The Hyde Park Local Historic District would encompass, generally, West 38th Street to West 45th Street, south to north, and Guadalupe and Duval streets, west to east, with individual blocks carved out for lack of “contributing structures,” or buildings that don’t reflect the historic nature of the architecture in the neighborhood. The 4200 and 4300 blocks of Avenue A, for example, would not be a part of the district under the current plan.
Under the city’s local historic district guidelines, if the plan is approved, property owners in Hyde Park would qualify for seven-year tax abatements on the added value of renovations done to preserve the historic aspects of their buildings, so long as they invest 25 percent of the pre-improvement value of the structure in qualified rehabilitation expenditures, with 5 percent of that invested in exterior improvements.
In return for those abatements, property owners would be required to follow design standards enumerated in the Hyde Park Preservation Plan.
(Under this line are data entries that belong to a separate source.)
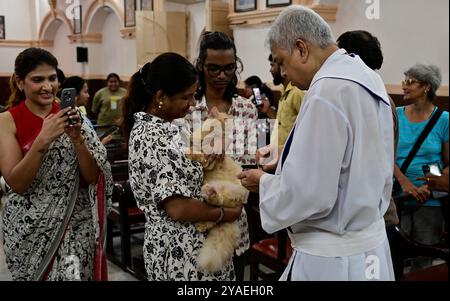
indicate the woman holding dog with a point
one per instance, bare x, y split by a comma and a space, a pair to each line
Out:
165, 183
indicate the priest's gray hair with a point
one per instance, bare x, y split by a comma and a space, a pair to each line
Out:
426, 74
299, 22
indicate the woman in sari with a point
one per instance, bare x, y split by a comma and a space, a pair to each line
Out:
58, 178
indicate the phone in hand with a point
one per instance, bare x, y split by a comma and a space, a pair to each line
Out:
257, 97
68, 98
433, 169
111, 131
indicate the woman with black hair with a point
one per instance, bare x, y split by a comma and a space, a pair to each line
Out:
165, 183
59, 182
218, 67
267, 108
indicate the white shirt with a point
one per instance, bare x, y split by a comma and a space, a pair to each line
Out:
337, 176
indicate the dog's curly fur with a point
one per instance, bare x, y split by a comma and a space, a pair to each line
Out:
223, 189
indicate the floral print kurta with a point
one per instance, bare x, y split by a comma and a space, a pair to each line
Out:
160, 169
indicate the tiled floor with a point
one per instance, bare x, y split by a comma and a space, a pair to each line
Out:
115, 273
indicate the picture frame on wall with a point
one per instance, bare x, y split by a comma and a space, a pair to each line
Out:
2, 28
130, 13
276, 3
146, 4
244, 5
77, 19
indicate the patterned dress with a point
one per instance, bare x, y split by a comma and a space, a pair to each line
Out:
244, 144
160, 169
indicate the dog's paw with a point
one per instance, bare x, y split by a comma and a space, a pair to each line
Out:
209, 191
204, 226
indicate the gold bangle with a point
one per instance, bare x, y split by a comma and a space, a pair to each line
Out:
79, 142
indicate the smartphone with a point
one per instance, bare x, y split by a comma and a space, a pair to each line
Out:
111, 131
257, 98
432, 169
68, 98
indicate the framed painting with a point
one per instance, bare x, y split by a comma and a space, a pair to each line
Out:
77, 19
244, 5
130, 13
146, 4
2, 27
275, 3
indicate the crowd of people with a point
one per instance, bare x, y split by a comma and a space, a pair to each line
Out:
338, 147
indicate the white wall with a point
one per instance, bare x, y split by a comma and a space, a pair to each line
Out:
197, 16
64, 51
17, 27
118, 55
410, 31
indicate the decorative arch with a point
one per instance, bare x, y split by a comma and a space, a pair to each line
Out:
93, 10
51, 22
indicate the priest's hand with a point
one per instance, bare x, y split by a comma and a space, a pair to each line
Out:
250, 179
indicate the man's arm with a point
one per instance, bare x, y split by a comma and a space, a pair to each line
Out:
308, 184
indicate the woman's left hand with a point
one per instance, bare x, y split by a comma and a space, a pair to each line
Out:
73, 129
423, 194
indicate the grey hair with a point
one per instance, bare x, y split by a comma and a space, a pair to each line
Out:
426, 74
299, 22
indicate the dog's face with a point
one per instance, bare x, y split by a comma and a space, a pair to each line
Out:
212, 134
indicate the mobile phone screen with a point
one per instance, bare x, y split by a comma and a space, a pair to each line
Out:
432, 169
257, 96
68, 98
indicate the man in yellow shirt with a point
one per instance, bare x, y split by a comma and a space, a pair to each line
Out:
288, 109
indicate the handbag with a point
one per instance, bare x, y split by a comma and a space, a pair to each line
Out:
396, 189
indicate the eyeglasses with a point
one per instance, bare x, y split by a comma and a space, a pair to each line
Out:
215, 70
409, 82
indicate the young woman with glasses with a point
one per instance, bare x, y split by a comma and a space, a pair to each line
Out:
218, 66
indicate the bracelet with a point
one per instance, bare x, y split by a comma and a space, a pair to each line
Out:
79, 142
222, 213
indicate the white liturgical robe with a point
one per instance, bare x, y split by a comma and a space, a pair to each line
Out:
335, 183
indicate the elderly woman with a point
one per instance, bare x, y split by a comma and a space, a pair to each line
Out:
421, 218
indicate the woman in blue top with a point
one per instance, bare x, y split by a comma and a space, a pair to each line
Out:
423, 218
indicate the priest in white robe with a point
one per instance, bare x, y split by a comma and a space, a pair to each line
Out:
333, 181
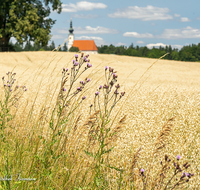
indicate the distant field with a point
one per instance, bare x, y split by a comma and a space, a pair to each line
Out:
168, 89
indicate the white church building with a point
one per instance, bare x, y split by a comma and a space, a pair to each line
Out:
85, 46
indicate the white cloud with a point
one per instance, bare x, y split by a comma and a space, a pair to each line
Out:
156, 45
98, 40
84, 16
143, 13
177, 15
90, 30
185, 19
150, 46
187, 32
82, 6
137, 35
139, 42
120, 44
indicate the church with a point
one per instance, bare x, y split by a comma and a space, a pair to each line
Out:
85, 46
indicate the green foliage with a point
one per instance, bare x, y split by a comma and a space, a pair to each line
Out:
26, 20
74, 49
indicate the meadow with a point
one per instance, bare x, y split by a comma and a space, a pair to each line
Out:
60, 130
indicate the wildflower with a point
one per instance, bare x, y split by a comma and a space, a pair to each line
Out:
105, 86
117, 86
122, 93
89, 65
114, 75
116, 92
178, 157
76, 63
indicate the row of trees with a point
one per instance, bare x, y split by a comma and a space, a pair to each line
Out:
186, 53
36, 47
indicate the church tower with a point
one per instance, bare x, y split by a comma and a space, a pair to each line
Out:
71, 36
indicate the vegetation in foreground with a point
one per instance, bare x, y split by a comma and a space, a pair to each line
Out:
60, 150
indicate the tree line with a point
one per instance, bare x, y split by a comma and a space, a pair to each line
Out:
186, 53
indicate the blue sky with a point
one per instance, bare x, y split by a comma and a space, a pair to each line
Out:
122, 22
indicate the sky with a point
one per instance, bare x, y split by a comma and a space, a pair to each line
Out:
122, 22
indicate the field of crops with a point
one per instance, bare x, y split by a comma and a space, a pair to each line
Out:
63, 147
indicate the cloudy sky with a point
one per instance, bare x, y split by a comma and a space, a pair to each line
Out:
122, 22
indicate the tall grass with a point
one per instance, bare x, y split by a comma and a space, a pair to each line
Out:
70, 144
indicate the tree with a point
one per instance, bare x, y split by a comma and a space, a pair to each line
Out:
74, 49
26, 20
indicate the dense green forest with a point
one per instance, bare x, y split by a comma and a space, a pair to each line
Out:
186, 53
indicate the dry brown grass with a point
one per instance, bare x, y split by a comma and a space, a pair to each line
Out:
169, 89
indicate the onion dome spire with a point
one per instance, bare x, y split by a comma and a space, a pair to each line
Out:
71, 29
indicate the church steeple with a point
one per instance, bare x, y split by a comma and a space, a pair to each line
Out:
71, 29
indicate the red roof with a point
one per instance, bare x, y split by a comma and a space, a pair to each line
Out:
85, 45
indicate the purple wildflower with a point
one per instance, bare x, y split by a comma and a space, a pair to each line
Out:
76, 63
178, 157
89, 65
114, 75
122, 93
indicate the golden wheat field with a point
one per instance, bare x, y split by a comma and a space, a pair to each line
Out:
168, 89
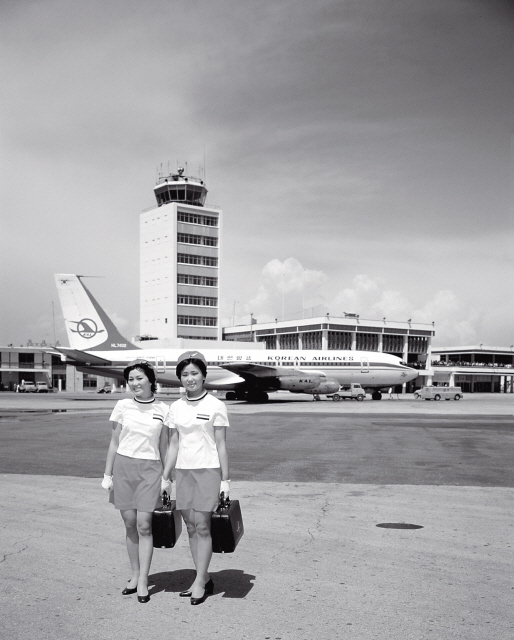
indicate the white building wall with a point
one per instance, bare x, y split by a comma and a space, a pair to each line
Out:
158, 272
Those standards include keeping the original front façade of all homes intact, including doorways, which “should not be enlarged, altered, or relocated”; maintaining original porches, roofs, and chimneys; maintaining trees or planting replacements to “maintain the tree-shaded nature that is central to the Hyde Park character”; conforming all additions to the “form and integrity” of existing homes; and avoiding circular driveways.
Those limitations and standards suit approximately 51.6 percent of the Hyde Park neighborhood fine, according to the applicant, the Hyde Park Neighborhood Association. The city requires that 51 percent of property owners within a district sign a petition requesting the zoning overlay.
Several speakers in favor of the historic zoning plan spoke Monday night of the need to codify design guidelines in the neighborhood, lest its character fall prey to demolitions, development, and McMansions. One speaker, who has lived in the neighborhood for 20 years, said that without the establishment of the local historic district, Hyde Park would be “doomed to inexorable change.”
However, citizens representing the 49 percent not in favor of the rezoning were in attendance, as well. Several of them, concerned about property rights, a perceived inability on the part of the Hyde Park Neighborhood Association to adequately information its members of the proposed plan, and the strictness of the design guidelines, expressed their displeasure with the plan and asked the commission to either carve out additional portions of the proposed district or vote against it entirely.
It wasn’t to be, however. After instructing staff to consider the feasibility of “nipping and tucking” the district, commission members, who had taken more than an hour to discuss the historic zoning merits of only a few structures earlier in the evening, voted 7-0 in favor of recommending historic district status for Hyde Park with no discussion at all.